Die Idee für das Ungarn-Festival als Plattform für einen kulturpolitischen Dialog am Burgtheater entstand aus einer Initiative von Matthias Hartmann im Frühjahr 2013. Damals hatte der Burgtheaterintendant in einem Offenen Brief an Kulturminister Balog seine Sorge über die Umstrukturierung der ungarischen Theaterlandschaft unter der FIDESZ-Regierung zu Ungunsten freier Theater wie Krétakör zum Ausdruck gebacht. Das Festival, so Krétakör, hätte eine reale Chance für freie Meinungsäußerung und demokratischen Austausch bieten können. Die gegenwärtige Lage seines Initiators Matthias Hartmann jedoch habe die Glaubwürdigkeit dieses Anliegens zerstört, so berechtigt seine Kritik grundsätzlich auch gewesen sei.

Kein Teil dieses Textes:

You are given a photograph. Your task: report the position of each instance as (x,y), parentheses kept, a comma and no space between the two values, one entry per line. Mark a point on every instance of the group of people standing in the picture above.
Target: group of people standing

Bereits im Februar hatte das Budapester Nationaltheater seine Teilnahme am Ungarnfestival in Wien abgesagt. Angesichts der beunruhigenden Nachrichten, hieß es in der Begründung, scheine das Burgtheater nicht diejenige Institution zu sein, "die für eine Vermittlerrolle der Angelegenheiten eines anderen Landes infrage kommen könnte. – Solange es seine eigene finanzielle Lage und seine eigenen moralischen Angelegenheiten nicht in Ordnung bringt."

(Krétakör / sle)

 

Hier die Krétakör-Erklärung im Wortlaut.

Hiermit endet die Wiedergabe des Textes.